The 26-year-old is joining those newly-qualified teachers prepared to pursue an elusive primary job to escape badly-behaved, unmotivated secondary pupils.
Ms Preston worked for a single term at a Merseyside comprehensive, before deciding to retrain for primary teaching by taking a one-term conversion course.
"Getting teenagers motivated is very hard," she said. "You feel it's a battle just to get them to listen, before you can even begin to teach anything. But younger children are more inquisitive, and excited about learning new things."
Ms Preston's degree subject was art, and she was advised that there would be little demand for this in the primary sector. Instead, she was told that training places and jobs would be offered to new teachers with specialisms such as English, maths and science.
"I'm not bothered," she said. "It's a risk worth taking."
Fellow Merseysider Jeanette Healy, 31, trained as a secondary teacher to focus on PE, her specialist subject. But, after a few supply jobs, she became disillusioned. "I felt threatened and frightened," she said. "There was backchat and pupils were rude and offensive. I didn't want to be in school at all."

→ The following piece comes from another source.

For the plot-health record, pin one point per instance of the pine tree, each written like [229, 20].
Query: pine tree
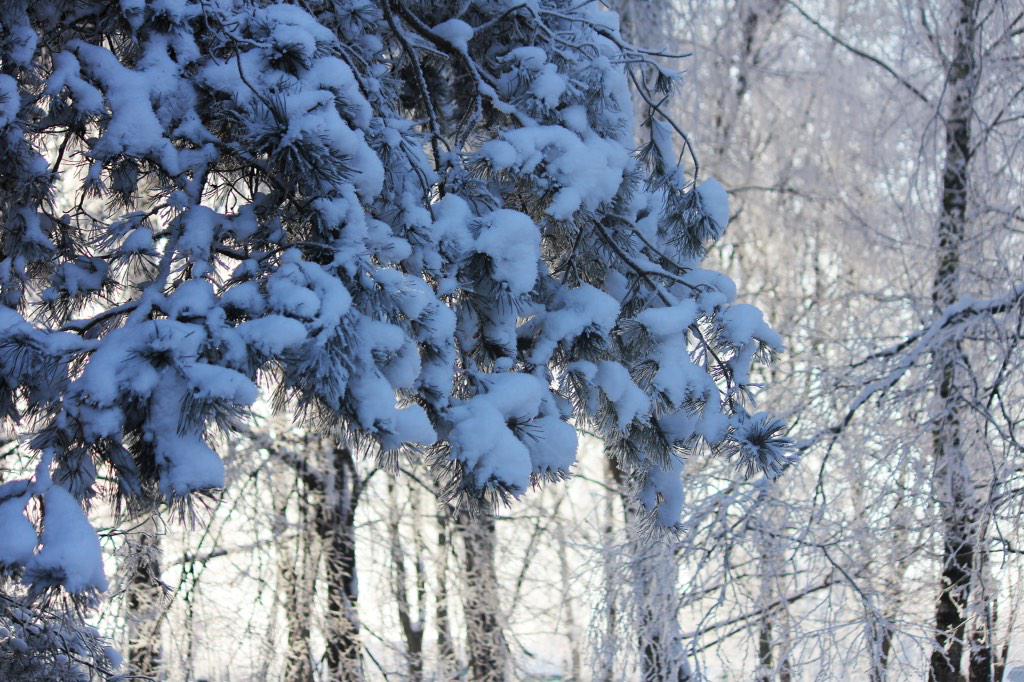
[424, 226]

She is retraining at Churchtown primary, in Sefton, Southport: "Primary is a real challenge. You're not doing the same subject all the time, and you have to be able to build up a relationship with your class. You feel like you are achieving something. I'd be mad to go back to secondary."
But there are also some disadvantages. "Primary teachers can work until 6.30pm," she said. "And career development isn't as good as in secondary."

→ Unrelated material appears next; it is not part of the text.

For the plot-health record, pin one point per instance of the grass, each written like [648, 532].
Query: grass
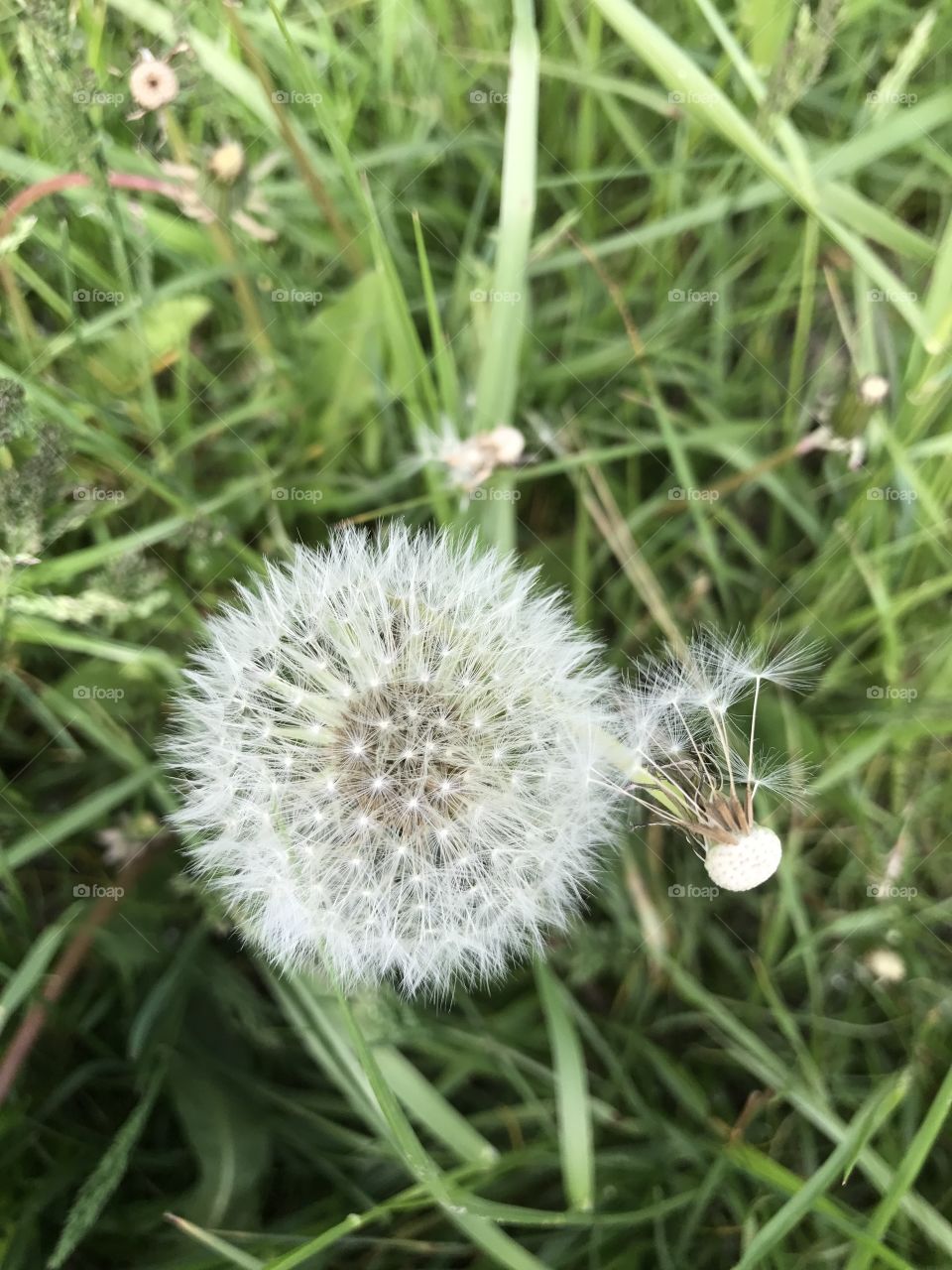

Alan Smithers, director for the centre of education and employment research at Buckingham university, is conducting research, funded by the Department for Education and Skills, into the reasons that teachers move between primary and secondary sectors.
He said: "Pupil behaviour is the second most important reason for secondary teachers leaving their schools. But it is the 12th reason for primary teachers." Workload was first for both.
Caroline, 25, (who preferred not to give her surname) is a newly-qualified art teacher in Manchester. She completed one-and-a-half terms of her new job before she began to consider retraining.
"Secondary pupils mess around, misbehave, and swear in the middle of class.
Teaching primary, I won't come home angry. Instead, I'll be able to see the joy on kids' faces," she said.
But Sara Bubb, of London university's institute of education, questions whether new teachers have considered fully the consequences of such a career shift.
"Sometimes people are running away from a problem," she said. "They think primary is going to be easy. But they'll be judged for teaching subjects and year groups about which they know nothing. And heads may be reluctant to employ them over a trained primary teacher. It's very hard."